Que le conseil en strat’ soit l’un des viviers des cabinets ministériels n’est pas un secret. Quelles sont les différences et similitudes fondamentales de ces deux métiers – en matière d’approche, de delivery et de compétences ?

Kéa
Lydie Lacroix
14 Avr. 2025 à 14:00
Consultant en stratégie vs. conseiller ministériel : le jeu des 7 différences
© nocidar/Adobe Stock

L’une, Hélène De Vestele, a vécu une expérience singulière en devenant conseillère du ministre argentin de la Modernisation et du Développement durable, Andrés Ibarra, de 2015 à 2017. Elle a rejoint le cabinet MySezame, filiale du groupe Kéa qui intervient auprès des DG et d’autres directions en matière de formation, transition écologique et impact – après avoir évolué notamment dans le conseil interne, chez Safran, où elle était en charge des données biométriques.
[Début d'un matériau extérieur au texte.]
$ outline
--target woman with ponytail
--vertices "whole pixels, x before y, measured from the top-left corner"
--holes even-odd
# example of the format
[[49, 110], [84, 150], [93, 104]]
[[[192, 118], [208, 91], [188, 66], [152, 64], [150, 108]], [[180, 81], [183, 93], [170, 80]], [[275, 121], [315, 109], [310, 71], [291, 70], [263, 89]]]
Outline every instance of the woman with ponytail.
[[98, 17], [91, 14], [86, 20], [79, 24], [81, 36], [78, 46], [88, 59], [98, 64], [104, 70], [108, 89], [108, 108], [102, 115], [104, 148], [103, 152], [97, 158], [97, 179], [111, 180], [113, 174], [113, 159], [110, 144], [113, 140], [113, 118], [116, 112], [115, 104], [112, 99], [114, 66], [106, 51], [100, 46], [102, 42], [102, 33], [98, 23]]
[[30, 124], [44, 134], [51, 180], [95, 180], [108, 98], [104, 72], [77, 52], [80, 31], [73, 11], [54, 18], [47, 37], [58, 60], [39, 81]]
L’autre est devenu conseiller ministériel récemment au sein des ministères sociaux. Il avait passé un peu plus de 2 ans chez l’un des leaders du conseil en stratégie en France. Ce conseiller a choisi de s’exprimer sous couvert d’anonymat.

1. L’aide à la décision : scission non binaire entre les deux métiers

Pour bien faire son travail, un conseiller doit prendre en compte «l’ensemble de l’écosystème, toutes les parties prenantes et leurs intérêts, lesquels ne sont pas toujours chiffrés en euros», indique notre témoin ministériel anonyme.

Quant au consultant, il émet des recommandations à destination d’un client, en général une entreprise tenue à la rentabilité. Si, au premier abord, les KPIs du conseil peuvent sembler plus basiques que ceux d’un cabinet ministériel, ils sont en réalité «multiples» dans les deux cas.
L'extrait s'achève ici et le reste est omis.